Earl Sweatshirt is a special exception to all of this. The man is a bit of an anomaly. A man out of time. His music uses chopped and looped samples like old underground hip-hop, but is paced like a cloud of weed smoke. The structure is more free-form jazz or the more esoteric MF Doom tracks, or whatever that old DJ Shadow stuff is called than it is traditional rap. It’s not as if Sweatshirt isn’t rapping, because he is, but there is lots of repetition and tons of just languid wordplay that falls into a pretty samey-samey vibe. I looked back at my review of his last album, I Don’t Like Shit, I Don’t Go Outside, which I thought I liked, but apparently couldn’t deal with its dreariness. This one suffers from some of the same issues in my head, but is somehow a bit more varied and less stuck in the mud than the last.

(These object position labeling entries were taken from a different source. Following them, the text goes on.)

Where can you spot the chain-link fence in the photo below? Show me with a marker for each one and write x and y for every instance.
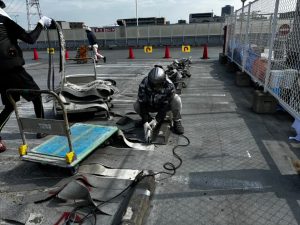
(157, 35)
(263, 40)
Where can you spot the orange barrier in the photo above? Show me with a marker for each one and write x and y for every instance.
(35, 54)
(131, 55)
(167, 53)
(205, 52)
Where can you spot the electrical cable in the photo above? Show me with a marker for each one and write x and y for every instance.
(167, 166)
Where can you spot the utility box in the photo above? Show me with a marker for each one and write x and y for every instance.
(242, 79)
(264, 102)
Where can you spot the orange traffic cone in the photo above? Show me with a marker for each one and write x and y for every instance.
(66, 55)
(205, 52)
(131, 55)
(167, 53)
(35, 54)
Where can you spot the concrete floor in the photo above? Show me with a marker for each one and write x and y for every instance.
(236, 170)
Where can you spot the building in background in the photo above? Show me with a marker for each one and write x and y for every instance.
(201, 17)
(227, 10)
(142, 21)
(181, 21)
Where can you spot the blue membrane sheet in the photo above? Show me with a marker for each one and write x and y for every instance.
(84, 137)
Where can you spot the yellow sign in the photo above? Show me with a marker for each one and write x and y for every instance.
(50, 50)
(148, 49)
(186, 48)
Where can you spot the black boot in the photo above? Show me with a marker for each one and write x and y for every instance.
(177, 127)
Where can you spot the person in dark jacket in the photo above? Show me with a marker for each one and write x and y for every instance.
(13, 74)
(93, 43)
(156, 94)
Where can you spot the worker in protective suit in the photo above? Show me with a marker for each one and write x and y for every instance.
(157, 94)
(93, 43)
(13, 75)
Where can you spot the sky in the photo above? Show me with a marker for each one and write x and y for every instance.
(106, 12)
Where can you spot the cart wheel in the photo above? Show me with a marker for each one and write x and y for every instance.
(73, 170)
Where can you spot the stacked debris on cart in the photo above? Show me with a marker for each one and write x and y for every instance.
(82, 54)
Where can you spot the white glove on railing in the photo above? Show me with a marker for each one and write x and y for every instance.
(45, 21)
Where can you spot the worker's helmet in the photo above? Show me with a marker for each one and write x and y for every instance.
(157, 77)
(2, 4)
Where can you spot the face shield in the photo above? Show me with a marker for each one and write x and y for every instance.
(2, 4)
(157, 78)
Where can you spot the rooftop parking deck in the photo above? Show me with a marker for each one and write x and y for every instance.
(237, 169)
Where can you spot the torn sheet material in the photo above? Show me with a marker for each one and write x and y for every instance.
(100, 170)
(296, 126)
(136, 146)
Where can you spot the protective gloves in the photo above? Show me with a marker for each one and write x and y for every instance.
(153, 124)
(147, 132)
(45, 21)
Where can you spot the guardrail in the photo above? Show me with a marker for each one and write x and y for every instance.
(263, 39)
(157, 35)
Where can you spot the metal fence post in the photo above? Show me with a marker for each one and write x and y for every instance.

I really can’t get a handle on this stuff, though. He’s like the hip-hop version of a laptop, bedroom indie artist. It’s all very insular and inside his own head. He’s clearly a dude who struggles, and it’s really nice to hear some hip-hop that takes a different tack, but I’m just not certain how I’m supposed to connect to the music. I mean, I know and understand I’m not even remotely the audience for this, but it seems that at some level one should be able to connect to some aspect of art. Thing is, I don’t think that’s what he’s after, especially on this record. It’s his concept album. It’s his catharsis. And, again, I know I’m supposed to appreciate it, but everyone takes in art in different ways. And while I can appreciate it, it doesn’t mean I have to enjoy it.